Krakow Film Music Festival is organising "FMF Young Talent Award 2020 contest". The contest is open for applications from young composers (under the age of 35) until March 25, 2020. This year the contestants will be challenged with the popular Netflix production – their task will be to create a composition for an excerpt from the first episode of the third season of _The Crown_. 

More information here:








Festiwal Muzyki Filmowej w Krakowie







fmf.fm


----------



## bryla (Mar 6, 2020)

I encourage everyone eligible to participate.
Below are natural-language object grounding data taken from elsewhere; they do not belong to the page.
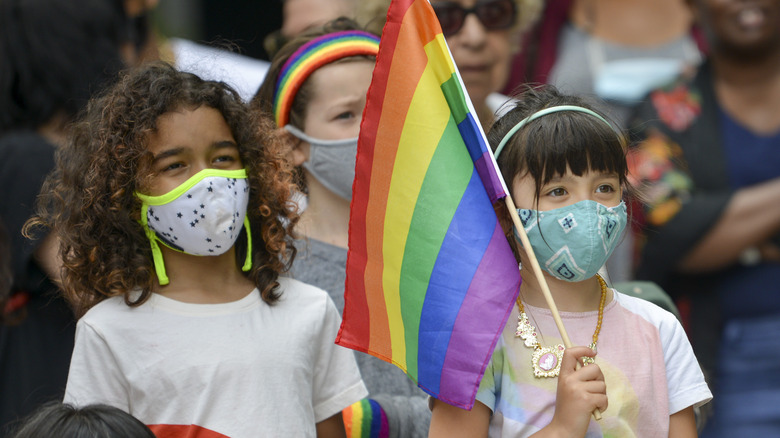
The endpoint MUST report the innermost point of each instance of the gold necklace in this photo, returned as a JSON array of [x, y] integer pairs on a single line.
[[547, 360]]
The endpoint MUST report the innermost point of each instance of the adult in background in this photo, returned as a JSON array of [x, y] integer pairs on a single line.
[[711, 161], [482, 36], [53, 55]]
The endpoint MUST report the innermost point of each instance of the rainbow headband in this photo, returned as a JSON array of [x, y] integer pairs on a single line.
[[313, 55]]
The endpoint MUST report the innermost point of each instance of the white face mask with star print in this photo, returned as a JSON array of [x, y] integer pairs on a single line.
[[203, 216]]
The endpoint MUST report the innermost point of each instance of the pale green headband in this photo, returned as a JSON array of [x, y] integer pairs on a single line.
[[544, 112]]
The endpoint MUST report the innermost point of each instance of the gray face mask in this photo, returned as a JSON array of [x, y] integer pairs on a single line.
[[332, 162]]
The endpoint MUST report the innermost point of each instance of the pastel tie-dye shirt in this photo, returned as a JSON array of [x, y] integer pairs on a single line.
[[647, 361]]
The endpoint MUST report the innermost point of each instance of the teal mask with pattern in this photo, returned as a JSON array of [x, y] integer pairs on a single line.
[[572, 243]]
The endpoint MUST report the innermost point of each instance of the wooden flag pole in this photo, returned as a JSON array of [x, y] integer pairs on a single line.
[[542, 282]]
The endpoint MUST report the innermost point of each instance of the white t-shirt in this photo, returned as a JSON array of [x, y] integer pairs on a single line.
[[240, 369], [648, 365]]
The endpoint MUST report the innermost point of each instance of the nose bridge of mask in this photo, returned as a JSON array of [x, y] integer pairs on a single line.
[[343, 142], [186, 185]]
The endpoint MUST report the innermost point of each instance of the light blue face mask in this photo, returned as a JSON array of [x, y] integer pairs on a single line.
[[572, 243]]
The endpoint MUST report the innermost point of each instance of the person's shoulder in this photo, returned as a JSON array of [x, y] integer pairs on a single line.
[[645, 309], [296, 292], [675, 105], [108, 312]]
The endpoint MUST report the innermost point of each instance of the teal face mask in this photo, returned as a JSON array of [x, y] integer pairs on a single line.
[[203, 216], [572, 243]]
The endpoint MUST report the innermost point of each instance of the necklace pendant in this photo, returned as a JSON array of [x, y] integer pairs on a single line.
[[547, 360], [586, 360]]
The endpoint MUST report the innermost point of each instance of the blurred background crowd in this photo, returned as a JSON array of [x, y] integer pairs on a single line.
[[694, 83]]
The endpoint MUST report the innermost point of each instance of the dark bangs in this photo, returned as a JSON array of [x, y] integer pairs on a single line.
[[546, 146], [577, 140]]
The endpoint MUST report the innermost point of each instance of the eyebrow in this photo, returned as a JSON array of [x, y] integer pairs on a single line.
[[178, 150]]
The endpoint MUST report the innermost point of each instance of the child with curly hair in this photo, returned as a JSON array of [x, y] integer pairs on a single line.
[[171, 202]]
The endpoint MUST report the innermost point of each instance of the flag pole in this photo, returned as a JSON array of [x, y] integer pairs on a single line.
[[540, 277]]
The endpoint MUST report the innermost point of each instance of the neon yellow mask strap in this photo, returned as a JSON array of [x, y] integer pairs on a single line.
[[248, 261]]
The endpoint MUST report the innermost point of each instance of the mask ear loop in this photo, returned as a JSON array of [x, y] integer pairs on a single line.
[[248, 260], [159, 264]]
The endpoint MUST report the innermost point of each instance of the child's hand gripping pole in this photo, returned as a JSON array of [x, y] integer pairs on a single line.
[[542, 282]]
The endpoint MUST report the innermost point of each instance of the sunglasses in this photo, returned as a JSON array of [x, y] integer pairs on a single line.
[[493, 14]]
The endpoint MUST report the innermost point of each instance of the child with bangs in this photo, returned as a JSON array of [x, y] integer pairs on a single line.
[[171, 201], [565, 167]]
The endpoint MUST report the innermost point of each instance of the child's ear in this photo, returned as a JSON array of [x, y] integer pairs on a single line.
[[298, 154]]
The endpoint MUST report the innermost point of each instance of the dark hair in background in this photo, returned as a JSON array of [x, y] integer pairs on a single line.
[[546, 146], [6, 277], [264, 98], [93, 421], [89, 201], [52, 51]]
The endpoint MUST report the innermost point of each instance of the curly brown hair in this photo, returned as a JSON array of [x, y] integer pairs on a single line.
[[89, 201]]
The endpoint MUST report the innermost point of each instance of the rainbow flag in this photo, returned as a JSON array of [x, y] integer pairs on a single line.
[[430, 275]]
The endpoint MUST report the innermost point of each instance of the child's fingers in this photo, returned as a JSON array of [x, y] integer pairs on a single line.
[[571, 356]]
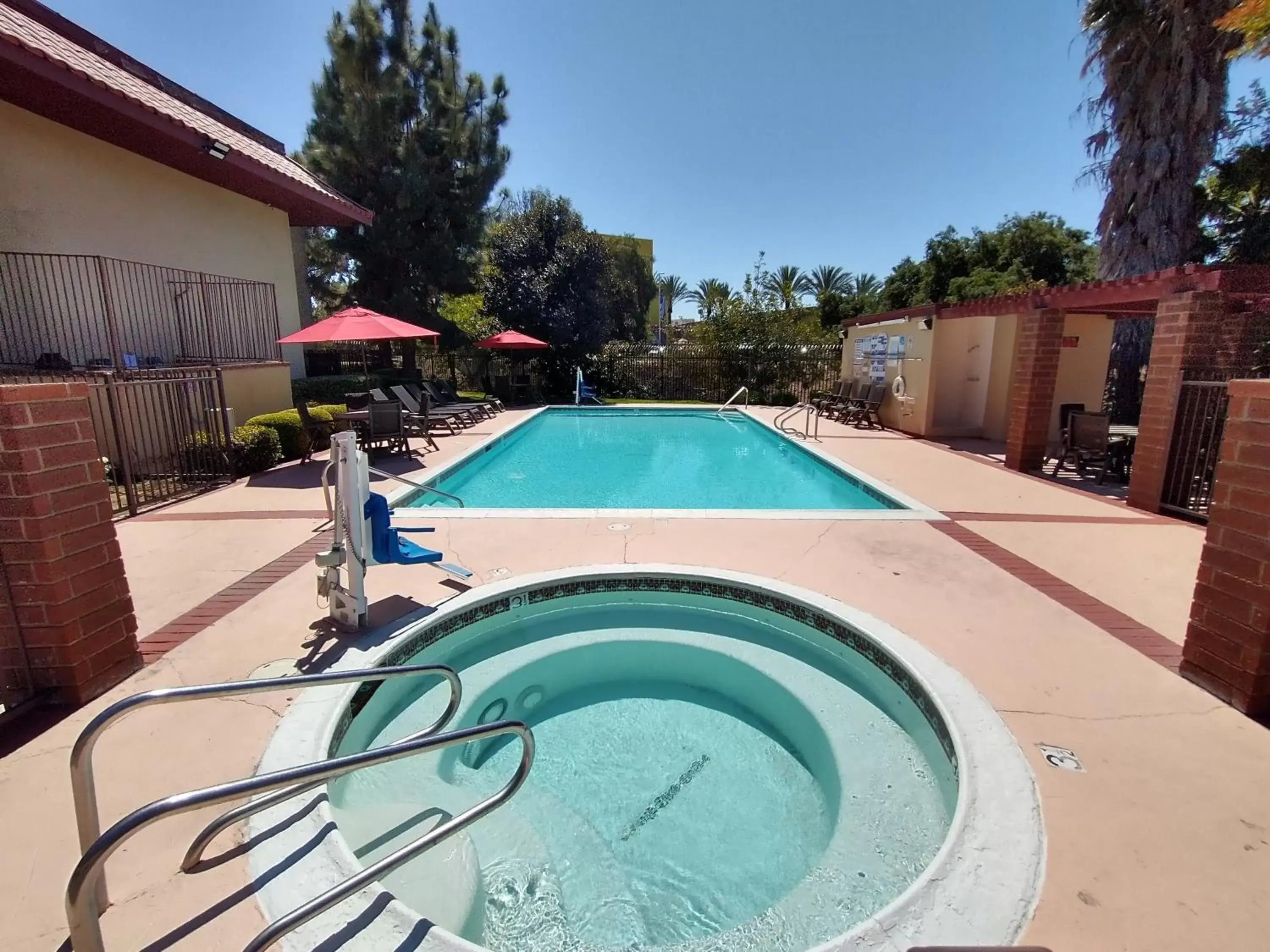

It's a great festival and many of the winners have had succesful careers after this.


----------



## VHCMusic (Mar 6, 2020)

Sounds interesting but I couldn't find the application form!


----------



## Skony85 (Mar 6, 2020)

Hi,

This is the link for the application form:



http://fmf.fm/images/upload/YTA_Materials.zip



Regards


----------



## becolossal (Mar 9, 2020)

I'm not eligible given my wisdom (euphemism for OLD), but would be grateful if anyone who does enter would be willing to share the excerpt being used for the competition!


----------



## jononotbono (Mar 9, 2020)

Damn it. I’m 39. Guess that means I’m as old as dirt and no longer qualify as anyone that can or should write music anymore.

Good luck to all younglings.


----------



## Jamierobb1988 (Mar 9, 2020)

Thank you for the heads up


----------